Dr. Marion Nestle, professor of nutrition, food studies and public health at New York University, spoke to students and community members March 13 with her lecture, “Obesity Wars: the Food Industry versus Public Health.”
UW-Whitewater invited Nestle in an attempt to get students more involved in what is going on in the food industry.
“This is a very important public policy issue that we’re talking about and given Marion’s strong scholarly background and prevalence in popular culture, we thought that she’d be able to cover the topic at a level that students would understand and find relevant,” lecture organizer and Professor Susan Johnson said.
Nestle’s presentation focused on food insecurity and obesity, as well as the role that politics have in both of these issues.
“In public health, you define an issue’s importance by how many people are affected and by those criteria, food insecurity and obesity are by far the most important public health and nutrition problems in the world today,” Nestle said. “I am particularly interested in the effects of food processing and marketing on both of those.”
Nestle said last year, 46 million Americans received food stamps, which is double the amount from five years ago.
“The point about malnutrition and food insecurity that I think needs to be understood is that it’s not just a matter of having enough food,” Nestle said. “If you want to make sure that developing countries have enough food to promote food security, you have to handle the causes of not having enough food.”
Nestle said deregulation of agriculture, Wall Street and food marketing was what started the obesity problem in the U.S. in the 1980s.
According to Nestle, since the 1980s the amount of money people spend eating outside the home has increased, with much of that money spent at fast food places.
“This was a simple matter of supply and demand,” Nestle said. “There was so much food available it became cheap to eat out, but food outside the home has more calories than food prepared in the home and fast food has more than anything.”
Nestle said a second factor was an increase in portion size.
“If you only take home one thing from tonight, please know that larger portions have more calories,” Nestle said.

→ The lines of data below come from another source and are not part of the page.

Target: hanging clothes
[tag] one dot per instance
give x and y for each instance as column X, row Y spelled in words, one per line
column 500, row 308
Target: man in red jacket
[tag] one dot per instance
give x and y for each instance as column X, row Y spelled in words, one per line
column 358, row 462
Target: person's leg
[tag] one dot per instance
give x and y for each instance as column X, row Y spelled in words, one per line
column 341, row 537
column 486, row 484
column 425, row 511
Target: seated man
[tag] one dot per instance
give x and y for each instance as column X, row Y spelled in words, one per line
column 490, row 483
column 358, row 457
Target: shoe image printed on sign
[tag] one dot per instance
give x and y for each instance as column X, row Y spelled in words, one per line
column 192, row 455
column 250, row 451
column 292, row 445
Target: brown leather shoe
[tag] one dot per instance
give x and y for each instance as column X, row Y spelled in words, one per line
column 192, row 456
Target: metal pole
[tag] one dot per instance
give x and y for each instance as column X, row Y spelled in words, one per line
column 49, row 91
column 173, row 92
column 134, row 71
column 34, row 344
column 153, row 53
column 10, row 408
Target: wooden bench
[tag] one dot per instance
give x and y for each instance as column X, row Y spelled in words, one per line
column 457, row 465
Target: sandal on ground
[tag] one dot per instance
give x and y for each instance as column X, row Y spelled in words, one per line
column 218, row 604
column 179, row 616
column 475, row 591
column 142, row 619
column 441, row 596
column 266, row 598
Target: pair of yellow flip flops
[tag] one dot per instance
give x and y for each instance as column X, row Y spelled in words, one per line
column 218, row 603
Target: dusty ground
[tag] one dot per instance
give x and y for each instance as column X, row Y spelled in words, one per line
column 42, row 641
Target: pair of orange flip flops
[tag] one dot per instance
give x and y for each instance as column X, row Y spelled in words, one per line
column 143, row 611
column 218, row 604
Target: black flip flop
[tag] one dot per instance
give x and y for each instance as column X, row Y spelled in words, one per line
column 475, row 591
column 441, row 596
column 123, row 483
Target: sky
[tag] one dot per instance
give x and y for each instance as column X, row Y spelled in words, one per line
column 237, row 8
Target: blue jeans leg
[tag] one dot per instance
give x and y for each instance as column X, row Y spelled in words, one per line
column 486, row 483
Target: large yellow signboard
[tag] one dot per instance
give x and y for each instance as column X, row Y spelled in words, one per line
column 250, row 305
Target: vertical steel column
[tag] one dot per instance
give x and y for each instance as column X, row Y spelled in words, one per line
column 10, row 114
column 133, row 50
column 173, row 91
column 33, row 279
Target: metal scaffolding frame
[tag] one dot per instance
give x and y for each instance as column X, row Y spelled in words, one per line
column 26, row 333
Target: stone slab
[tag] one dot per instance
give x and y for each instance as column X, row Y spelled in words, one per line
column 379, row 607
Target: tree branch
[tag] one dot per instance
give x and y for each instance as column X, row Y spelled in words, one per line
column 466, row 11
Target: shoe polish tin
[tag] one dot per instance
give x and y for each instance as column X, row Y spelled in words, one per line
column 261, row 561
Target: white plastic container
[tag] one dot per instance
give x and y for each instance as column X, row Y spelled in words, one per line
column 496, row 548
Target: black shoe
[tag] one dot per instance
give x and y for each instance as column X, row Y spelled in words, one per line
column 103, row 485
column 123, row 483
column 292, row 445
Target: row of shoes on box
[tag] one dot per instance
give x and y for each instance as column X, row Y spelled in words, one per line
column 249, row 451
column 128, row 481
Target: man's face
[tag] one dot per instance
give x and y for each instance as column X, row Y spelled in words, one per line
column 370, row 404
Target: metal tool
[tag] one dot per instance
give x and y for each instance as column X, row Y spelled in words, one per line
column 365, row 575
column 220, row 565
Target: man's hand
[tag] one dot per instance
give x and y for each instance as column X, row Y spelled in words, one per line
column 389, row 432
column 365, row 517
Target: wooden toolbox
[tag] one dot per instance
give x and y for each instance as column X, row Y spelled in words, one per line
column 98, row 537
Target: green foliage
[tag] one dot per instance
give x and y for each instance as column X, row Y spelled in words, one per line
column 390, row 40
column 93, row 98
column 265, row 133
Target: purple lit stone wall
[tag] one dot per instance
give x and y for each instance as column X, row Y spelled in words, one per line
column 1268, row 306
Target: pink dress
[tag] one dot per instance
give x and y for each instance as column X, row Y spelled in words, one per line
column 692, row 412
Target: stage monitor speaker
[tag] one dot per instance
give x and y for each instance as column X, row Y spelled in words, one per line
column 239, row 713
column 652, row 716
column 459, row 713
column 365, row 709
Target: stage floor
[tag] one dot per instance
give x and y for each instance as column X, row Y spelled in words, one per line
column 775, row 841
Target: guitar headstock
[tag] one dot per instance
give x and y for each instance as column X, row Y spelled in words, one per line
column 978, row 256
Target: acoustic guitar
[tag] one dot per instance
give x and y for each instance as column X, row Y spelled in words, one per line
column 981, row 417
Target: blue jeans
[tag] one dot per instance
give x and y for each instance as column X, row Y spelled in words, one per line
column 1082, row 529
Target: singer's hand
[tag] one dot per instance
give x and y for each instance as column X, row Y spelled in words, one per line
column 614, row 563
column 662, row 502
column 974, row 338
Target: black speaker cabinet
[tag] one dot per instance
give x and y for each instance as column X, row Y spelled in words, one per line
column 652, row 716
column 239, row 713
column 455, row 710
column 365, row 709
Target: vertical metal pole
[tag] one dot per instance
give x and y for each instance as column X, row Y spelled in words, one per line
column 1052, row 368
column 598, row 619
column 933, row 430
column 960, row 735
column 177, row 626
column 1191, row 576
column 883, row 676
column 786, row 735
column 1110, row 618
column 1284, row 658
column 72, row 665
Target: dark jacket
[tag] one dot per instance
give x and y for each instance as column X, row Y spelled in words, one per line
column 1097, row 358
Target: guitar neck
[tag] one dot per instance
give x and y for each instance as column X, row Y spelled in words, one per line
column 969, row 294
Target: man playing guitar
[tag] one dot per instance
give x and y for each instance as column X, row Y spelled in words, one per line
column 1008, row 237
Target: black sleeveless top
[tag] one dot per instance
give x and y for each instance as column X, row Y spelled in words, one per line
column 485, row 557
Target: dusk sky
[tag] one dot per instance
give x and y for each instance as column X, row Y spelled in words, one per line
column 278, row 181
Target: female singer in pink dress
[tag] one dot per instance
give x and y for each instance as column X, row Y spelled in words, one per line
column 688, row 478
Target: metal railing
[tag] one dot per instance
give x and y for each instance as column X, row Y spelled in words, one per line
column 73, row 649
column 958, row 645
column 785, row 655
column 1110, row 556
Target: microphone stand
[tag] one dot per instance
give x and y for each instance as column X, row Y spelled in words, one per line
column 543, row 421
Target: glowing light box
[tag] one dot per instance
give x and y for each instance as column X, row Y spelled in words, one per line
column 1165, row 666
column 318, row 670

According to Nestle, larger portions do three things: they have more calories, they induce people to eat more calories, and they induce people to underestimate the amount of calories they are eating by a larger fraction then people who eat smaller portions. They are also much harder to work off.
Another contributor to the obesity problem in the U.S. is the price of food, particularly good food, Nestle said.
“If you go to McDonalds with five dollars, you can buy five hamburgers or one salad,” Nestle said. “When poor people say that they cannot afford to eat fruits and vegetables, it’s because they can’t. The relative price of fruits and vegetables has increased dramatically.”
Nestle said the only way to combat the underlying problems of food insecurity and obesity is to get political.
“I’m interested in turning students into food activists,” Nestle said. “I talk about food politics, and my goal is to get young people interested in the food movement, to join the food movement, to understand how useful it is and to get active politically through food.”
Johnson said one of UW-Whitewater’s goals is just that.
“I would hope that students might grab the ball and run with it and do something, like with what W3 [The Working for Whitewater’s Wellness Coalition] is already doing,” Johnson said. “[This lecture] wasn’t meant to start a movement, but it was meant to raise awareness of it and hopefully, get more people interested in it.”